Monday, August 31, 2020

A Dragon for Christmas

Note: Another escapist story to escape this tedious present. 

A Dragon for Christmas – Gavin Black 
 
For readers wanting to get away from a plaguy present, try this thriller set in Peking in 1963. Canny Scotsman Paul Harris is a salesman of engines for marine craft the size of Chinese junks. Based in Singapore, he is despatched to the People’s Paradise to sell the commissars a thousand engines. But he meets with many problems that threaten to take his life. 

 Good characterization and an authentic background make the 250 pages, longer than I like for a mystery or thriller, go by in just a couple of nights. Paul Harris has a background that makes him a tough, clever and resourceful businessman and thriller hero. He and his older brother were born in China. During World War II he and his family were interned by the occupying Japanese. He had to become hardened and smart to deal with deprivation and violence in the camps. After the war, he and his brother started an import/export business that included a little smuggling to freedom fighters in places like Sumatra. 

The real name of the author of the 13 books in the Paul Harris series was Oswald Wynd (1913 – 1998).

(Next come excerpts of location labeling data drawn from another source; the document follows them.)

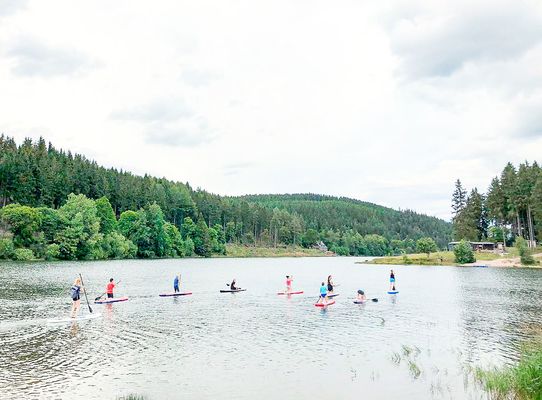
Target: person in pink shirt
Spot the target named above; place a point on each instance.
(289, 280)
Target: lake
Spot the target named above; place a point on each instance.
(419, 344)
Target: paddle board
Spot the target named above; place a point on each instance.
(282, 293)
(174, 294)
(76, 319)
(113, 300)
(325, 305)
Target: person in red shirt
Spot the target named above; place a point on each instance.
(109, 289)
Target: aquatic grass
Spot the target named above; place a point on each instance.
(415, 371)
(522, 381)
(396, 358)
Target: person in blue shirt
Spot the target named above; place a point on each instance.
(323, 294)
(176, 283)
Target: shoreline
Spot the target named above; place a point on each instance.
(446, 258)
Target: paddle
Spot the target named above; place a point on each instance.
(102, 295)
(85, 292)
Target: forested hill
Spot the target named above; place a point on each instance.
(322, 212)
(40, 177)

He is most well-known for the excellent novel The Ginger Tree, a novel about a young English girl dealing with an unsettled personal life and turbulent times in China and Japan at the turn of the 19th and 20th century. That novel was made into a Masterpiece Theater production in the late Eighties. 

Wynd was familiar with Asia because he was born a missionary child in Tokyo. He was captured during the war in Malaya and did time in a POW camp run by the Japanese. He brings to the Paul Harris character the ambivalent feelings – respect, anger, admiration, frustration, to name only a few - many people, both Western and not, feel for the delightful and exasperating Japanese and Chinese people. He also has keen insight into the psychological effects captivity, semi-starvation, torture, and prolonged stress have on its sufferers.